Une option payante pour éviter les publicités ciblées : va-t-on vers un modèle de réseaux sociaux par abonnement ? Florence Sèdes, professeure en informatique à l’Université Toulouse 3 répond à nos questions.
Est-ce que cette nouveauté de Meta peut être un premier pas vers des réseaux sociaux payants ?
Florence Sèdes : Oui, c’est peut-être une manière de reposer la question. Après, on peut faire le lien entre les réseaux sociaux et les médias. Que faut-il apporter à un média payant pour qu’il marche face à des médias gratuits ? Si je prend un média gratuit dans le métro, cela ne veut pas dire que je suis prête à payer une presse de qualité. Le débat va tourner autour de la valeur ajoutée d’un abonnement. Il y aussi un enjeu de communauté. C’est assez intéressant par rapport à Mastodon et Bluesky, par exemple. Il y a des utilisateurs qui ont basculé depuis X vers ces nouveaux réseaux sociaux, et d’autres qui sont restés sur X, pour pouvoir conserver la communauté qui les entouraient dessus.
Est-ce que cette possibilité d’abonnement soit le début d’un mouvement qui touche d’autres réseaux sociaux ?
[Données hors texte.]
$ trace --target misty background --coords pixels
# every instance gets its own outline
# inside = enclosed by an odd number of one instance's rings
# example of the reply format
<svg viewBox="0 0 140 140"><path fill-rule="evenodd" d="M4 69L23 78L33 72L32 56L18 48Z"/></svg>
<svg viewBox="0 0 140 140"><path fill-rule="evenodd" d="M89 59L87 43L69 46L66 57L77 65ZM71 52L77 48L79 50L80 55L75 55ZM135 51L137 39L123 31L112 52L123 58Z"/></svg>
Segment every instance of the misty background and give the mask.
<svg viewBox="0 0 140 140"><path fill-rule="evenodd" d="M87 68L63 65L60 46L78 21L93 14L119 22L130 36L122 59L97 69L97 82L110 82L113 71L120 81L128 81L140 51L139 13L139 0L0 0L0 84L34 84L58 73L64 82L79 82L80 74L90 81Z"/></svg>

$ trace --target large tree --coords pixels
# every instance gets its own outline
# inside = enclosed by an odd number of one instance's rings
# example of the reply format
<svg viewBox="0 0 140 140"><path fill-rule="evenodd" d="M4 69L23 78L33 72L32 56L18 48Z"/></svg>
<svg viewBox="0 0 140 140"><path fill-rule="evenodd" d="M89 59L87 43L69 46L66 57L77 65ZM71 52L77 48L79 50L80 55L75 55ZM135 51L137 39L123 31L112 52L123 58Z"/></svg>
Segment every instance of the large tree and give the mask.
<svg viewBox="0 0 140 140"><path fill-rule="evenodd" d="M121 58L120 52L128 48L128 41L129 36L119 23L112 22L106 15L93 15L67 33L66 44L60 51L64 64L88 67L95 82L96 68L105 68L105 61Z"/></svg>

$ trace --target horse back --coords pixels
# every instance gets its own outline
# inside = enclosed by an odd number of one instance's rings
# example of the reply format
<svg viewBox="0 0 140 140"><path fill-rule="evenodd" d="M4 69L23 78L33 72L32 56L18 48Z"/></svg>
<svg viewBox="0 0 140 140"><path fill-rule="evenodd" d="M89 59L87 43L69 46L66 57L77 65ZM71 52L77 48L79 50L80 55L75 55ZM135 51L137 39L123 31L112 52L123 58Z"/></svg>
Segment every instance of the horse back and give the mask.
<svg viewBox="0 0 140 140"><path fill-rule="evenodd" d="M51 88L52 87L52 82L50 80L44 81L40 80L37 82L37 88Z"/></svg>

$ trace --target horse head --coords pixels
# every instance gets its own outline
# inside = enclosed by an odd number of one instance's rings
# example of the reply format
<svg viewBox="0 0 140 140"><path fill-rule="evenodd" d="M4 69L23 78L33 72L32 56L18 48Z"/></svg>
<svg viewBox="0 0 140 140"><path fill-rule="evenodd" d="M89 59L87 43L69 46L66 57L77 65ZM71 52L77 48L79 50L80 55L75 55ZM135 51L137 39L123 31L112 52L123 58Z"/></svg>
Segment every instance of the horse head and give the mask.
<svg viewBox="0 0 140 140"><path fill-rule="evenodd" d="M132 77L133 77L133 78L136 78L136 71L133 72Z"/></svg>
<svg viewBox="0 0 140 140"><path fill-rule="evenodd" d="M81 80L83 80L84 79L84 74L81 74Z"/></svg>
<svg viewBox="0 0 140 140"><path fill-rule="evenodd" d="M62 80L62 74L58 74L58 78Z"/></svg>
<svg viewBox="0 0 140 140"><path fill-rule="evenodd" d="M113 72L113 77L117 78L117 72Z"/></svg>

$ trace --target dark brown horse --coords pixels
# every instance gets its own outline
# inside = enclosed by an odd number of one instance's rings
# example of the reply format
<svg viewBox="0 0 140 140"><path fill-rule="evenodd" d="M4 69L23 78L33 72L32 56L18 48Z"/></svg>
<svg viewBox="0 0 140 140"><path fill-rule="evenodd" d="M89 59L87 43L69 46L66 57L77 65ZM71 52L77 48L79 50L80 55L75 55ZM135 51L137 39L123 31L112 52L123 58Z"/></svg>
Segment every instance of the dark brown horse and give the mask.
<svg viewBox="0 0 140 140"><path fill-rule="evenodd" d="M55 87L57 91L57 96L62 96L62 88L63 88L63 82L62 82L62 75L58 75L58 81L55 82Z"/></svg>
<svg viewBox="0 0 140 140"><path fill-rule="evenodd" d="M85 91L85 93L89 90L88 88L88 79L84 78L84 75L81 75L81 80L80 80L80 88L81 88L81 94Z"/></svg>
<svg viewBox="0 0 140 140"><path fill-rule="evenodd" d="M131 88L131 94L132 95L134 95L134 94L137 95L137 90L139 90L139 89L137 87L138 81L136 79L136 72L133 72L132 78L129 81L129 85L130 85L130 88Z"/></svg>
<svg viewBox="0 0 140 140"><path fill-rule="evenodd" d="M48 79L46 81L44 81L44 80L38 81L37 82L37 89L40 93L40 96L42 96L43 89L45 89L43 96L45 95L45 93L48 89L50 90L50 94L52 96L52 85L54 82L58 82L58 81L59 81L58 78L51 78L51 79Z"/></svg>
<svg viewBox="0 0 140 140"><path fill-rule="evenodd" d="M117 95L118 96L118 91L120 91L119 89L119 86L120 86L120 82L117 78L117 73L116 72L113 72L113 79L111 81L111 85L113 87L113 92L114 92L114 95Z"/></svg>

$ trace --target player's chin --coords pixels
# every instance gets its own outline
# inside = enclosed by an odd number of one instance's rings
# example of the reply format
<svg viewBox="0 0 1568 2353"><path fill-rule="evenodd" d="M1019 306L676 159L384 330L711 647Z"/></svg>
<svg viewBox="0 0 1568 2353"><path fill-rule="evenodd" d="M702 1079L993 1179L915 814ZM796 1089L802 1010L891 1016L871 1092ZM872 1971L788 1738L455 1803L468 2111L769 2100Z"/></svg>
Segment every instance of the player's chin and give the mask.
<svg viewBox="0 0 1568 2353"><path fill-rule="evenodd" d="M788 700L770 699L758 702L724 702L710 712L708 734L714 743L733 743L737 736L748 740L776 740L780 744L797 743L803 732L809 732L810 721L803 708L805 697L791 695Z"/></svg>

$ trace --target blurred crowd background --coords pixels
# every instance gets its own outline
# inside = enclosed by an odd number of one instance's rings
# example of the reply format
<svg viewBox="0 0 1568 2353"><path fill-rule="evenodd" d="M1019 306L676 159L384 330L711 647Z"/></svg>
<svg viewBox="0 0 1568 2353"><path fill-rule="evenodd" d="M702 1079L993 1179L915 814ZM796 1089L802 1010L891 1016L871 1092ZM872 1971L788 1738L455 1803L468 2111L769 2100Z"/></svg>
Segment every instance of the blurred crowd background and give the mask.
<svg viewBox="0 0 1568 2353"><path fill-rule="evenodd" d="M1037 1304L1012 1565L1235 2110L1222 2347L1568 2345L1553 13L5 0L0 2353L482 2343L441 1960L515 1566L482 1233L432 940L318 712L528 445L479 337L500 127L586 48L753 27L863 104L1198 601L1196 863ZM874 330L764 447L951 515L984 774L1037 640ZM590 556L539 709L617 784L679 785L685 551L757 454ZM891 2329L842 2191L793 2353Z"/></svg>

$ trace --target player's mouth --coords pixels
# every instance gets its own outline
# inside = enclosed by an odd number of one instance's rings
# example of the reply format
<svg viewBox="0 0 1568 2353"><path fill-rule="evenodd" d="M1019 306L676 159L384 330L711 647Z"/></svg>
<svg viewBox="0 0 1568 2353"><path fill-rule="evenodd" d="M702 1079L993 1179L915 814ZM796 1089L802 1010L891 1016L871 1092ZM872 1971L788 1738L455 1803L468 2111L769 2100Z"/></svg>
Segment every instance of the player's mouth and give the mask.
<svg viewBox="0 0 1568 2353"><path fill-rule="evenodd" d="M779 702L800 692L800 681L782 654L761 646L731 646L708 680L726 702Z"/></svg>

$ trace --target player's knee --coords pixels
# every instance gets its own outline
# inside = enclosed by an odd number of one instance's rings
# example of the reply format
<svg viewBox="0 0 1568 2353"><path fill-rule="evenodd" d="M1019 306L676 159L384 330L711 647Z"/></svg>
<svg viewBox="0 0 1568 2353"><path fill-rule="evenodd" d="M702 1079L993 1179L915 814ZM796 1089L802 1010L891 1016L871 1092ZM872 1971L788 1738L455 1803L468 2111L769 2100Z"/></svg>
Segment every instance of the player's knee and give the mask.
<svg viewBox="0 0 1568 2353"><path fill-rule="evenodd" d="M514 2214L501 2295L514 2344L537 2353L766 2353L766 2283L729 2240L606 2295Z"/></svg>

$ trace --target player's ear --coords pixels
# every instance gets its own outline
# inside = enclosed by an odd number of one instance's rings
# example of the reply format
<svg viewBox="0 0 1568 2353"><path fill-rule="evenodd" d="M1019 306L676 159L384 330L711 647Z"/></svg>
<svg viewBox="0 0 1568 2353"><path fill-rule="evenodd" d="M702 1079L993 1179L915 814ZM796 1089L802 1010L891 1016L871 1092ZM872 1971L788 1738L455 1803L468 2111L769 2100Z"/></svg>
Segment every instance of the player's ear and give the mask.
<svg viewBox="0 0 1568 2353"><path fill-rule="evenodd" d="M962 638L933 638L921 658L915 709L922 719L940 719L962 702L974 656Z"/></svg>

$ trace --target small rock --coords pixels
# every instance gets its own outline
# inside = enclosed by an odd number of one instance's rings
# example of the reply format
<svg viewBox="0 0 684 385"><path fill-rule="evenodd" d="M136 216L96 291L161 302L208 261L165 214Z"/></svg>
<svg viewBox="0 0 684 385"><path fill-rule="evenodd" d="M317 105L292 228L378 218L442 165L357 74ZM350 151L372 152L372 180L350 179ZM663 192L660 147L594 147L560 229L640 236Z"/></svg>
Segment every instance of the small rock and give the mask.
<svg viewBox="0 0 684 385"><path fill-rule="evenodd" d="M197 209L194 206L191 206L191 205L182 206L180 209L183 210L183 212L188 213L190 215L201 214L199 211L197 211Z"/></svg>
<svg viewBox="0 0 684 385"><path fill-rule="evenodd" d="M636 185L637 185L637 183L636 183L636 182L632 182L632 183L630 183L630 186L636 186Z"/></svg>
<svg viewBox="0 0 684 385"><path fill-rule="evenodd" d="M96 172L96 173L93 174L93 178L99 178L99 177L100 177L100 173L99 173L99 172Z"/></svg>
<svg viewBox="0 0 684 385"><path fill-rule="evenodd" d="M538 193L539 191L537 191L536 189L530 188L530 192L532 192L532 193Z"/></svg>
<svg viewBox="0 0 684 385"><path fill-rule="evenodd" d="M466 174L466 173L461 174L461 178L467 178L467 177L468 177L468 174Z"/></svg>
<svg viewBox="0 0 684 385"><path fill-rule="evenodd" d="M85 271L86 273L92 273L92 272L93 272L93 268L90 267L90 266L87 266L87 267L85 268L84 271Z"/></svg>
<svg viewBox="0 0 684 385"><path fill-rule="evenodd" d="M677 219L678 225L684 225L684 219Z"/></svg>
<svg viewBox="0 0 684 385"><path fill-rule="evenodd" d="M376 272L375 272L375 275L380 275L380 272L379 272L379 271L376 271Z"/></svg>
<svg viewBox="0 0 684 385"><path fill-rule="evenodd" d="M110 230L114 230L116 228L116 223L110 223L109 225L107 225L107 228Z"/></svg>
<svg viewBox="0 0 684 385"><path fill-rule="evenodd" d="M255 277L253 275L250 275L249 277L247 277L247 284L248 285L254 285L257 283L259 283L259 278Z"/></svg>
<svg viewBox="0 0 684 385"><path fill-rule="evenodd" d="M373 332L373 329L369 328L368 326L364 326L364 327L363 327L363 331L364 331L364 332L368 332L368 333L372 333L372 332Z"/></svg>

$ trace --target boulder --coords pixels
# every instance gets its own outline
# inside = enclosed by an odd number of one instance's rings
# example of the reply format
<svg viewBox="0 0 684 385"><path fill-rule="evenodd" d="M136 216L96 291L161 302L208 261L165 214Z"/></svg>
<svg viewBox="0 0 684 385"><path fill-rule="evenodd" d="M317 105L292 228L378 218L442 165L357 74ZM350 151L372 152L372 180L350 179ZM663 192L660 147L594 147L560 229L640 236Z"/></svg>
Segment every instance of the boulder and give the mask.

F.D : Je ne pense pas. Facebook c’est très particulier comme usage. L’âge moyen des utilisateurs est très élevé. Ils l’utilisent à titre personnel, pour publier des photos de vacances… Je ne crois pas que les gens soient prêts à payer pour cela. Ce qui pourrait marcher, c’est un modèle semblable à celui de Linkedin, un réseau professionnel où payer un abonnement apporte une réelle plus-value.
Est-ce le passage à une certification payante sur X était un signal faible ?
F.D : Je ne pense pas que ce soit comparable. La certification Twitter [autrefois vérifiée par les services du réseau social, aujourd’hui disponible grace à un simple abonnement] n’est pas assez modérée pour apporter une plus-value. Si 80% de la pègre prend cette certification, personne du côté de X n’effectuera de contrôle. La vérification des profils perd alors de sa valeur. Et puis il faut avoir un public. Si X continue vers une formule payante comme Elon Musk a pu l’évoquer, est-ce vraiment utile en tant qu’utilisateur de X de s’adresser qu’à des personnes qui ont payé pour accéder au réseau ?
Cette possibilité de modèle hybride, un réseau gratuit avec des fonctionnalités payantes, peut-elle s’affirmer dans les années à venir ?
F.D : Oui certainement. Avec des choses plus spécialisées où l’on retrouve des niches. Mais le gros danger est de se retrouver avec des réseaux uniquement peuplés d’utilisateurs prêts à payer. Ils peuvent alors devenir des vases clos, où la modération n’est pas possible. On peut alors se retrouver avec des communautés conspirationnistes comme les incel ou Qanon qui ne peuvent pas être modérées.